Das war ich nicht, das war meine künstliche Intelligenz

Rundblick durch die Feuilletondebatten. Wochentags um 9 Uhr, sonnabends um 10 Uhr.
16.03.2018. "Wir haben es hier mit einem ähnlichem Syndrom wie in der Weimarer Republik zu tun. Das Syndrom der unverdauten Modernisierung, der Freiheitsschmerz der Untertanen", schreibt Zafer Senocak in der NZZ mit Blick auf die Türkei. Ähnliches ließe sich nach der Lektüre der FAZ und der taz von Russland behaupten. Und bei pop-zeitschrift.de. rezensieren Jörg Scheller und Wolfgang Ullrich das Twitterkonto von Norbert Bolz.
Efeu - Die Kulturrundschau vom 16.03.2018 finden Sie hier

Europa

Der Westen hätte früher verstehen müssen, dass er es in Moskau mit Kriminellen zu tun hat, sagt Michail Chodorkowski im Gepräch mit Benoît Vitkine von Le Monde mit Blick auf den Giftanschlag in Großbritannien. "Spätestens nach dem Tod Alexander Litwinenkos, hätte man sich dessen bewusst werden können - ja müssen. Ein Teil der Antwort muss über die Geheimdienste laufen, aber die westlichen Politiker müssen verstehen , womit sie es zu tun haben.

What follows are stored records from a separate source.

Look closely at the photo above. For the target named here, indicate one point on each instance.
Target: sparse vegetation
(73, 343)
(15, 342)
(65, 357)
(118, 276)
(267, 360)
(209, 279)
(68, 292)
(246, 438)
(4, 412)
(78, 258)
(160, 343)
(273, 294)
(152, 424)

Das heißt, das man dieser organisierten Kriminalität auch mit polizeilichen, nicht nur mit politischen Mitteln begegnen sollte."

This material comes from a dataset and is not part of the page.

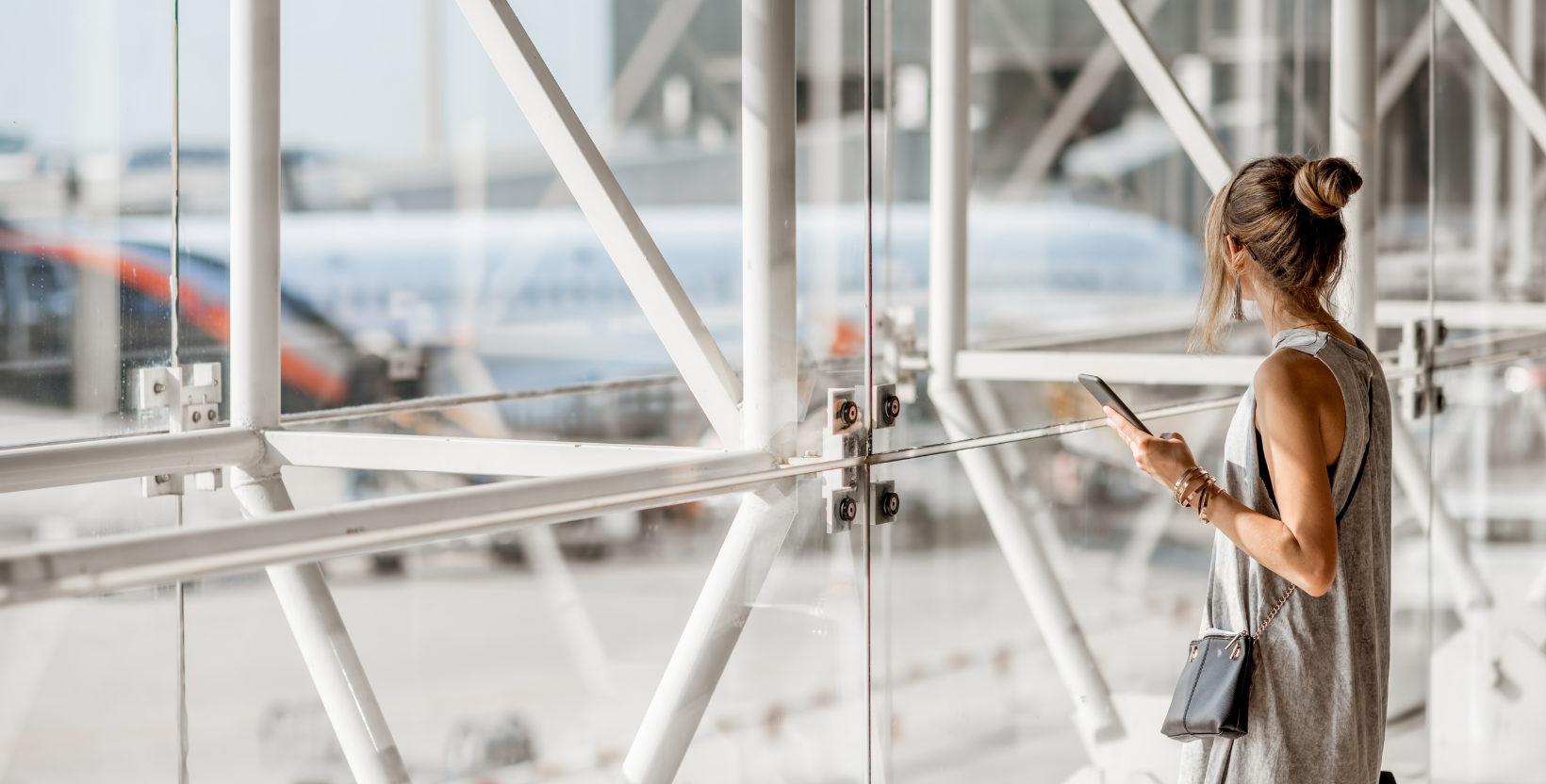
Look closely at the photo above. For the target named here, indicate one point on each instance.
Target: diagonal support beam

In der Außenpolitik Russlands ist der kooperative Modus Operandi der letzten 25 Jahre endgültig einer konfrontativen Grundhaltung gewichen, sagt Markus Kaim von der Stiftung Wissenschaft und Politik im Dlf-Interview mit Dirk-Oliver Heckmann: "Solange die russische Regierung keine Anzeichen macht einzulenken, auf bestimmte Ordnungsprinzipien sich wieder zu besinnen, die die Kooperation zwischen dem Westen und Russland in den letzten Jahren angeleitet haben, sehe ich keine Chance für ein verbessertes Verhältnis zwischen Moskau und dem Westen."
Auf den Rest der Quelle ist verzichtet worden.